Table 1.
Summary of the principles of operation for non-invasive estimation of blood pressure (BP) using a manual auscultatory sphygmomanometer compared with automated BP measurement devices (BPMDs).
Operational step | Requirements and rationale for when using a manual auscultatory sphygmomanometer | Comparison with automated BPMDsa |
---|---|---|
Cuff placement |
Select an appropriately sized inflatable compression cuff that encircles the upper arm: • Dimensions of the cuff bladder relative to the individual’s mid-arm circumference influence whether proper occlusion of the upper arm and brachial artery occurs • A cuff that is too small (undercuffing) will overestimate BP and a cuff that is too large (overcuffing) will underestimate BP • Cuffs must have an inflatable bladder length covering 75–100% of the mid upper arm circumference and a bladder width covering 37–50% of the mid-arm circumference [59] • The shape of the cuff is also important in large arm circumference where the arm tends to be conical [68] |
The 75–100% and 37–50% rule for inflatable bladder dimensions do not apply here. Individualised cuff selection should be based on the mid-arm circumference range indicated on the device cuffs and each cuff available for use with the device must be included in that device’s validation testing |
Arm positioned |
Arm supported with the middle of the cuff positioned at mid-heart level: • Due to effects of hydrostatic pressure, if the upper arm is above or below the mid-heart level, accuracy of BP readings will be influenced • If the upper arm is too high, BP will be underestimated and if the upper arm is too low, BP will be overestimated (by approximately 0.8 mmHg per cm above or below the heart) |
Same requirements and rationale |
Cuff inflation | Inflate manually with bulb to at least 30 mmHg above the point where the radial pulse disappears, indicating that the brachial artery is occluded |
Same requirement to occlude the brachial artery; however, this is automated in non-hybrid BPMDs. Inflation is controlled electronically by a microcomputer and pumps to a level above systolic BP (e.g., 20–40 mmHg). The level of inflation is determined by proprietary algorithms, with some using stepped cuff pressure changes. Cuff pressure is sensed by pressure transducer.

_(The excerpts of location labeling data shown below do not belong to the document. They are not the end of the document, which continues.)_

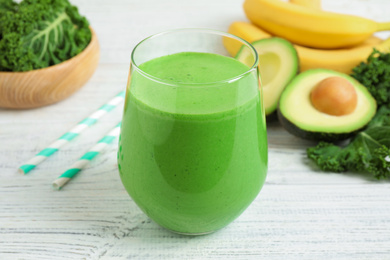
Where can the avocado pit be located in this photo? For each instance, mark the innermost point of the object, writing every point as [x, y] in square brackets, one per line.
[334, 96]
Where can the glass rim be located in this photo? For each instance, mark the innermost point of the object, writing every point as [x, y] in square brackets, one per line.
[210, 31]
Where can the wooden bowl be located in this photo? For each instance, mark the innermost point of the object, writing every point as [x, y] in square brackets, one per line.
[49, 85]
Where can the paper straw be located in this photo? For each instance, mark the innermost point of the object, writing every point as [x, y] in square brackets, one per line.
[86, 158]
[75, 131]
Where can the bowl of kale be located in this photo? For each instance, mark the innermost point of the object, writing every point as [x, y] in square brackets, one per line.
[47, 52]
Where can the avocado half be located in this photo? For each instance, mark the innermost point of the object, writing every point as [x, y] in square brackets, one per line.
[299, 117]
[278, 64]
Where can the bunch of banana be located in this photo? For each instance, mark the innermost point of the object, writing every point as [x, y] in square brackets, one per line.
[310, 27]
[342, 60]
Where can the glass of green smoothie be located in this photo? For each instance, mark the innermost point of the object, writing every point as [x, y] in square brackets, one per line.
[193, 146]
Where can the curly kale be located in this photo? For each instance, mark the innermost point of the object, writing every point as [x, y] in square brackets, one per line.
[368, 151]
[36, 34]
[375, 76]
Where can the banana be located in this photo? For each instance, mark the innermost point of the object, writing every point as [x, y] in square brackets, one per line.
[308, 27]
[313, 4]
[342, 60]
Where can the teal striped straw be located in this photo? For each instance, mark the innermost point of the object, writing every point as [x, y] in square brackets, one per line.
[86, 158]
[71, 134]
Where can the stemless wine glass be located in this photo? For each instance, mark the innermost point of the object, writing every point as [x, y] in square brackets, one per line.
[193, 146]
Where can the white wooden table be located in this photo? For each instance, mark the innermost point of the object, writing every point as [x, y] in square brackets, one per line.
[301, 213]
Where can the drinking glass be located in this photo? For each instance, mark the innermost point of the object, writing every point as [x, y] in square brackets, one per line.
[193, 145]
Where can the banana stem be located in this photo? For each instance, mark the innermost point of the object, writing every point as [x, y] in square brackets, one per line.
[383, 26]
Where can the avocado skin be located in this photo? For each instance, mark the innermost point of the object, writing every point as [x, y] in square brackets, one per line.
[310, 135]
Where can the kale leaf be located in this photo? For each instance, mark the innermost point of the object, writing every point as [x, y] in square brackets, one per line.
[374, 74]
[368, 151]
[39, 33]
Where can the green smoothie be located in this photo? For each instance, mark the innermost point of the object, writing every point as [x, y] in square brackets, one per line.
[193, 148]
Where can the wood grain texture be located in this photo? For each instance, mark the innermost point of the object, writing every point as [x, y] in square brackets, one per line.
[49, 85]
[301, 213]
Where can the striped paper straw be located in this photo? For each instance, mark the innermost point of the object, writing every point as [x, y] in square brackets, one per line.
[86, 158]
[75, 131]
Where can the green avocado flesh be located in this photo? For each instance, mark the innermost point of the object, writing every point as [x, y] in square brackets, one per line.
[298, 116]
[278, 64]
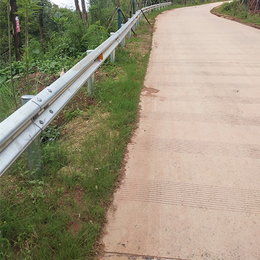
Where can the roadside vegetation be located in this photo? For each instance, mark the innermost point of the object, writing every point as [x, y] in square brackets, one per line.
[245, 12]
[61, 215]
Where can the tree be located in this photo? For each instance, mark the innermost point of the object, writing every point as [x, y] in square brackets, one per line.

Some devices measure BP during inflation |
Cuff deflation | Deflation rate should be 2–3 mmHg/s or per heart rate when heart rate is very slow. A deflation rate that is too fast can significantly underestimate systolic BP and overestimate diastolic BP | Deflation rate is electronically controlled via a deflate valve using a continuous or stepped decrease approach. In most devices the rate of deflation is faster than that recommended for manual measurement for BPMDs that do not use an auscultatory method [69] |
Signal | Auscultation by stethoscope placed over the brachial artery in the antecubital fossa below the lower border of the cuff to minimise noise artefact |
• For the oscillometric method, the compression cuff and its entrained air volume is used to sense the volumetric changes in the brachial artery created by cardiac contraction and relaxation, resulting in volumetric and therefore pressure changes within the cuff (so-called oscillations). Cuff pressure is sensed by a solid-state pressure transducer within the internal housing of the device • A small number of BPMDs employ an automated auscultator method using a microphone embedded in the cuff with which to detect Korotkoff sounds |
Signal association with systolic and diastolic BP |
Korotkoff sounds denote systolic BP (phase I) and diastolic BP (phase V, or phase IV in absence of V): • Korotkoff phase I sound is the first appearance of two consecutive clear tapping sounds denoting the introduction of blood flow under the cuff • Korotkoff phase II–IV sounds change in quality as the cuff is deflated • Korotkoff phase V sound is the point at which all sounds disappear, denoting the restoration of blood flow under the cuff |
• For the oscillometric method, systolic and diastolic BPs are estimated typically by characteristic ratios of an envelope fitted to the ‘oscillations’ with systolic BP at about 50% (range 45–73%) of maximal amplitude on the rising phase of the waveform envelope and with diastolic BP at about 70% (range 69–83%) of maximal amplitude on the falling phase of the waveform envelope [45, 50] • Mean arterial pressure is estimated on the oscillometric waveform envelope at the point of maximal amplitude • Digital readouts are provided for systolic and diastolic BPs and occasionally for mean arterial pressure • Algorithms for device functionality and those used to estimate mean arterial pressure, systolic and diastolic BP are closely guarded trade secrets that are not shared publicly nor independently scrutinised [45] |
aDescriptions provided are generally applicable to automated BPMDs but differences exist between manufacturers and devices.